Выйдя к ветерковскому кладбищу, остановился в изумлении Слава и горько заплакал – разрослось оно невообразимо, расползлось, разбухло от бесчисленных зэковских смертей, хотя чему удивляться – заключенные меньше вольных живут, без особого сожаления жизнь на смерть меняя. И никакой ограды вокруг, штакетничка хилого даже – беги не хочу, но не бегут никуда зэки-покойнички…
Заревел Дурак еще и потому, что подумал: как же он могилку Игорька найдет в этом лесу палочек и бирочек, где не имена почивших указаны, а накаляканы их зэковские номера? И вдруг видит – стоит в отдалении крест, тот самый, какой на подходе к» Ветерку» взглядом искал и найти не мог, большой, черный, чудесным образом в пламени пожара уцелевший – Игорьков, несомненно, Слава его ни с каким другим не спутает, потому как хотел сам он выйти из строя, когда о. Мартирий призывал всех взвалить его на плечи и понести, но не вышел, не решился, оробел, а Игорек вышел…
И повалился на колени Дурак, и перекрестился на крест трижды, и, вскочив, кинулся к нему со всех ног, смеясь на бегу от счастья и от счастья же плача.
Рядом с крестом была вкопана табличка с номером, и ни имени опять, ни фамилии, но крест был его, Игорьков, и значит могила, решил Дурак, Игорькова, и правильно, думаю, решил.

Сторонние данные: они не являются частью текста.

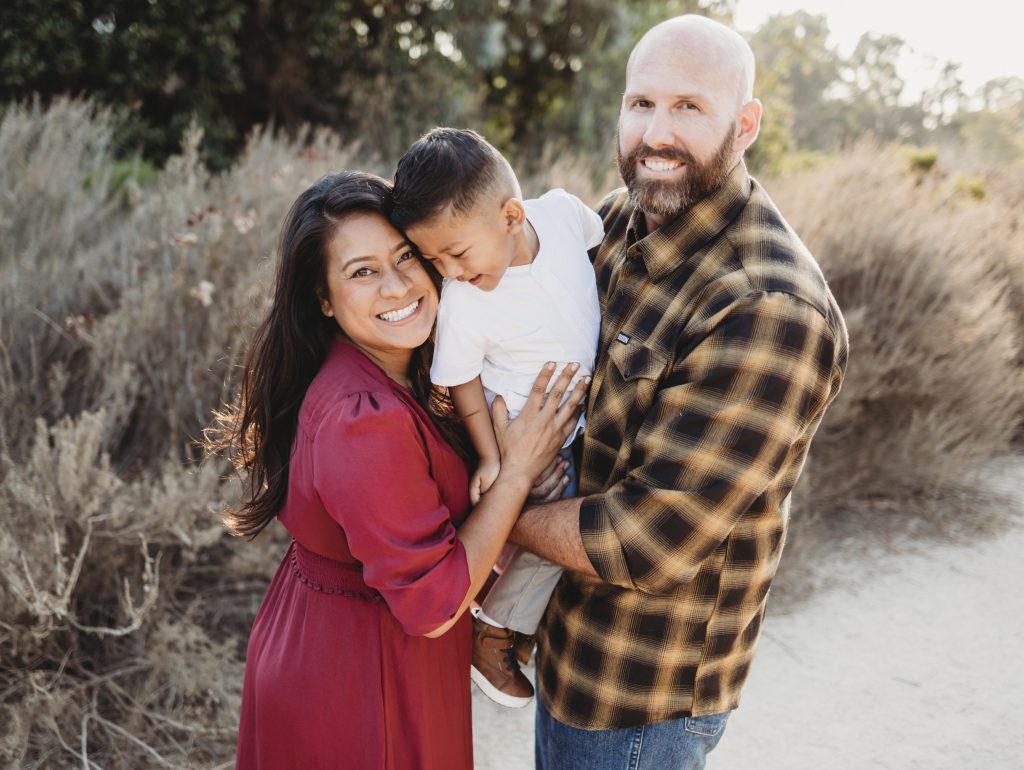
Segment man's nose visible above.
[643,108,675,147]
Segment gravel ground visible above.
[473,458,1024,770]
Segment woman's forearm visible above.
[427,470,532,637]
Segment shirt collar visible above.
[626,160,752,283]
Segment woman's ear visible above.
[316,289,334,318]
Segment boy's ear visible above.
[316,287,334,318]
[502,198,526,232]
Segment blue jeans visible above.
[536,693,729,770]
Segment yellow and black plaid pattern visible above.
[539,163,848,729]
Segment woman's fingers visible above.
[529,455,568,503]
[555,377,590,436]
[541,361,580,412]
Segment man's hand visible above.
[469,458,502,505]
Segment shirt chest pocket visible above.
[595,342,668,430]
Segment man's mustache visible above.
[628,144,696,165]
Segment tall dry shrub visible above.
[765,145,1024,517]
[0,101,385,768]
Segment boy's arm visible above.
[449,377,501,462]
[449,377,502,505]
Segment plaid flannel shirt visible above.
[539,163,848,729]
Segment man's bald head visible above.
[626,13,754,106]
[617,15,761,229]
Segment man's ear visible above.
[502,198,526,232]
[734,99,762,153]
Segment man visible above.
[512,15,847,770]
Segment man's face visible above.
[616,49,738,226]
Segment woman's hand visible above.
[492,362,590,486]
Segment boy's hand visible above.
[469,458,502,505]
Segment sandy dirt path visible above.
[473,458,1024,770]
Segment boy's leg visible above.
[481,446,579,636]
[470,448,577,707]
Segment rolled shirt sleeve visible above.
[580,292,835,593]
[313,392,470,636]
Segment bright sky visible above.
[735,0,1024,96]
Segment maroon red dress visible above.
[238,342,473,770]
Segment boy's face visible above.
[407,199,528,292]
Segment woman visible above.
[218,172,584,770]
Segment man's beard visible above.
[615,124,736,219]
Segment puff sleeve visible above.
[312,392,470,636]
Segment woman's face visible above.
[321,213,437,381]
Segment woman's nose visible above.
[381,268,413,297]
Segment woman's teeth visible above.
[377,300,420,323]
[643,158,679,171]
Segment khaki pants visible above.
[482,446,579,634]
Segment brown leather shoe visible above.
[513,631,537,666]
[469,617,534,709]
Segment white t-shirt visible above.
[430,189,604,445]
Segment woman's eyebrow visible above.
[341,254,374,270]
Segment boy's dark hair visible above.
[388,128,517,231]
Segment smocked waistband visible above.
[288,540,381,602]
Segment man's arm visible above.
[509,498,597,576]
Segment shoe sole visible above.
[469,666,534,709]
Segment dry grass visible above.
[766,145,1024,538]
[0,101,1024,770]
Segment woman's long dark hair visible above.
[206,171,465,538]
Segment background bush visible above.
[0,99,1024,768]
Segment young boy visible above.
[391,128,604,708]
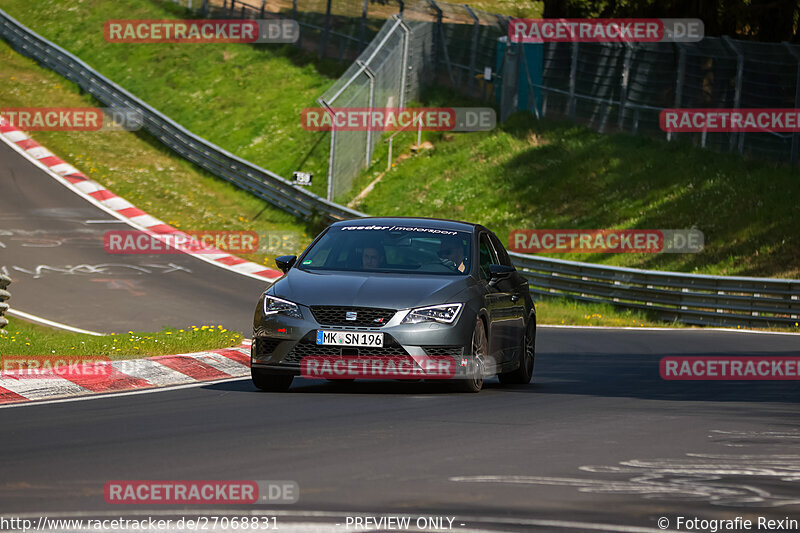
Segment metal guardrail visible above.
[0,10,800,326]
[509,253,800,327]
[0,10,365,220]
[0,274,11,331]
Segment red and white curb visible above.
[0,116,283,281]
[0,341,250,404]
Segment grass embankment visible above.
[0,0,797,332]
[0,320,243,359]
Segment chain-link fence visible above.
[500,37,800,165]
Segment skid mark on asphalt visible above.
[6,263,192,279]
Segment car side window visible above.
[479,233,499,280]
[489,233,514,266]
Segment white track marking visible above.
[536,324,800,335]
[2,377,89,400]
[0,377,250,409]
[0,131,275,285]
[111,359,196,386]
[6,307,105,337]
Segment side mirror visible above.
[489,265,517,283]
[275,255,297,274]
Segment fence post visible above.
[317,98,336,202]
[358,0,369,48]
[722,35,744,154]
[783,41,800,167]
[617,43,633,130]
[398,18,411,109]
[667,43,686,141]
[292,0,303,48]
[356,60,375,168]
[0,274,11,331]
[317,0,331,58]
[464,4,481,96]
[567,42,578,120]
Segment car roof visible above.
[331,217,483,233]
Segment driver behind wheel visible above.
[361,244,386,269]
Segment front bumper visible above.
[251,306,475,377]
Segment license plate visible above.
[317,329,383,348]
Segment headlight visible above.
[401,304,462,324]
[264,294,303,318]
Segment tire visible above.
[250,368,294,392]
[497,317,536,385]
[454,318,489,393]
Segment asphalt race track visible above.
[0,114,800,532]
[0,328,800,531]
[0,142,267,335]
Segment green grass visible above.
[468,0,544,18]
[0,320,243,359]
[339,104,800,278]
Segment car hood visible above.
[267,268,468,309]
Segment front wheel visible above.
[250,368,294,392]
[497,317,536,385]
[455,318,489,392]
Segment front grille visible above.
[311,305,396,328]
[283,339,408,364]
[253,337,281,358]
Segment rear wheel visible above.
[497,317,536,385]
[455,318,489,392]
[250,368,294,392]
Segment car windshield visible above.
[298,225,470,275]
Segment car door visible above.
[489,233,528,361]
[478,231,511,372]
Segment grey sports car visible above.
[251,218,536,392]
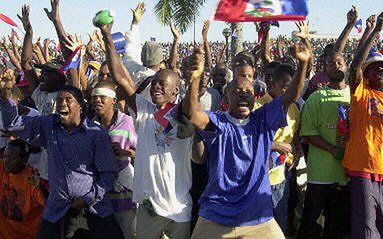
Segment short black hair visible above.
[265,61,281,70]
[7,139,30,156]
[272,64,295,82]
[231,51,256,68]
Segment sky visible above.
[0,0,383,41]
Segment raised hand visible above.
[188,47,205,80]
[366,15,376,30]
[347,6,358,25]
[8,34,15,44]
[1,36,8,51]
[202,20,210,39]
[64,35,83,52]
[295,21,310,40]
[169,20,180,39]
[292,43,311,63]
[44,0,60,22]
[374,12,383,32]
[131,2,146,25]
[17,4,32,32]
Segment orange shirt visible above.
[343,80,383,174]
[0,162,45,239]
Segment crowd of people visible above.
[0,0,383,239]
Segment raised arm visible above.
[170,20,180,72]
[333,6,358,52]
[17,5,39,93]
[1,37,23,71]
[182,49,210,130]
[261,25,272,64]
[99,22,137,113]
[202,20,213,70]
[192,134,207,164]
[356,15,376,52]
[43,39,51,61]
[282,22,311,108]
[8,34,21,62]
[349,12,383,94]
[44,0,70,59]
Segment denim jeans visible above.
[36,208,124,239]
[298,183,351,239]
[350,177,383,239]
[271,177,290,233]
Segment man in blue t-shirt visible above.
[183,40,311,239]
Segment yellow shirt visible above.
[254,93,300,185]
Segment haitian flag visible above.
[214,0,308,22]
[354,19,363,33]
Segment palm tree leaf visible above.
[172,0,205,33]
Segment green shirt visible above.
[300,87,350,183]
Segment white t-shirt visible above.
[27,107,48,180]
[133,95,192,222]
[32,86,58,115]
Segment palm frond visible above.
[154,0,172,25]
[155,0,206,33]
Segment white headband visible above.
[92,88,116,98]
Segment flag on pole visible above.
[258,21,279,43]
[0,13,17,27]
[59,46,84,74]
[354,19,363,33]
[214,0,308,22]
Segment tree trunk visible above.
[230,22,243,58]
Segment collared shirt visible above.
[0,99,117,223]
[95,110,137,212]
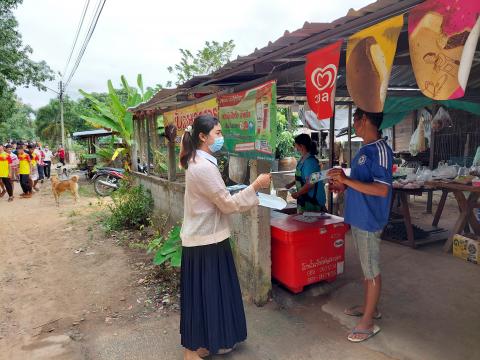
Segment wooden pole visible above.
[348,104,353,167]
[328,106,335,213]
[145,116,152,174]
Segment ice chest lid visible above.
[270,211,344,233]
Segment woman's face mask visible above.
[207,124,225,153]
[208,136,225,153]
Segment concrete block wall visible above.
[134,173,272,306]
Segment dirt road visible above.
[0,179,396,360]
[0,182,153,360]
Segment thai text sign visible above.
[305,40,343,120]
[218,81,277,160]
[163,98,218,144]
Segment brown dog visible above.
[50,175,79,206]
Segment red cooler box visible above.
[271,211,348,293]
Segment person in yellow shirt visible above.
[27,145,40,191]
[0,144,13,202]
[17,147,32,198]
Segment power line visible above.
[62,0,90,79]
[63,0,107,90]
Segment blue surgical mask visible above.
[208,136,224,153]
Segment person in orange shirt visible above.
[0,144,13,202]
[17,147,32,198]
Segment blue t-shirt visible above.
[297,155,327,206]
[345,139,393,232]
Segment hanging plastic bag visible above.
[472,146,480,166]
[408,118,426,156]
[418,108,432,149]
[432,107,453,131]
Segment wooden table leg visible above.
[467,192,480,235]
[398,192,416,248]
[432,190,448,226]
[443,191,480,252]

Почитал, как неведомая женщина во сне просила, псалтирь, успокоился и, обнаружив, как тут все запущено, засучив рукава, убрался: сухие прошлогодние бурьяны повырывал и землю разровнял ладонями – на Игорьковой могиле и на соседних, сколько успел, а тут и отцы подгребли, хмурясь устало и недовольно, между собой на ходу поругиваясь, но отпели давно усопшего покойника с чувством, с толком, с расстановкой, а когда все четверо грянули хором «Со свя-ты-ми у-по-кой!», Дурак опять заревел.
Даже сами отцы удивились и приосанились – делась куда-то усталость после литургии, силы внутри новые образовались, и один из них, самый бородатый, видать старшой, поделился с коллегами, как делятся друг с другом плотники, сдержанно радуясь ровно выведенному углу строящегося дома или ладно слаженному крыльцу: «А духоносная требка вышла!»
Уехали после этого отцы, а Слава на кладбище остался, каясь и прося у Игорька прощения за то, что позавидовал такому отпеванию, потому если такое отпевание, то ни в каком другом месте Игорек сейчас не пребывает, кроме как в раю, и, притомившись в искреннем своем покаянии, там же на могилке уснул.
Но как же так? – законно спросите вы, и – как же так? – спрошу вслед за вами я. – Ведь Игорек повесился, и никакое отпевание ему не положено, их, самоубийц самоуправных, у нас на Руси не то что не отпевали, но и хоронили за церковной оградой!
Ну насчет того, что за оградой, то зэковское кладбище, где не имена, а номера, по определению за оградой – за стенами острога, что же касается случившегося отпевания… Да, не положено самоубийце «Со святыми упокой» над собой слышать, но разве Слава знал, как Игорек из жизни ушел? Не знал! Ему тогда в психзоне поехавшую крышу аминазином и галоперидолом только начали поправлять, а отцы и подавно не знали, они про этого Игорька первый и последний раз в жизни слышали. Кого тут можно упрекнуть, тут и я, как автор, готов включиться в защиту случившегося, ибо пишу про то, как было и есть, а не как должно быть, и не нам, в конце концов, судить, где обязана находиться мятущаяся Игорькова душа, не нам гадать, чего она на самом деле заслуживает и где пребывает.
Но, отпели и отпели – довольно об Игорьке, а о Дураке и подавно, прощай, брат, навсегда прощай, а вот в «Ветерке» среди его обитателей мы еще ненадолго задержимся, хотя максимально, как раньше, приблизиться к нему уже не получится – никто нас туда сегодня не пустит, да это нам и не нужно.
Не тот уже «Ветерок» – не тот, и не те там люди…
И храм другой, и по-другому называется, после случившегося пожара епархиальное начальство решило: раз сгорел названный расстриженным монахом храм, то новый нужно на новом месте построить и назвать его иначе, он теперь не Благоразумному разбойнику посвящен, а самому любимому русскому святому архиепископу Мир Ликийских, в просторечии Николаю-угоднику. И не помнят в» Ветерке» не то что о. Мартирия с о. Мардарием, но и самого Марата Марксэновича Челубеева забыли. Беспамятливый наш народ на воле, а в местах лишения свободы и подавно – кроме даты своего будущего освобождения, помнить ничего не желает.
Не помнят, что ж, а мы возьмем и вспомним!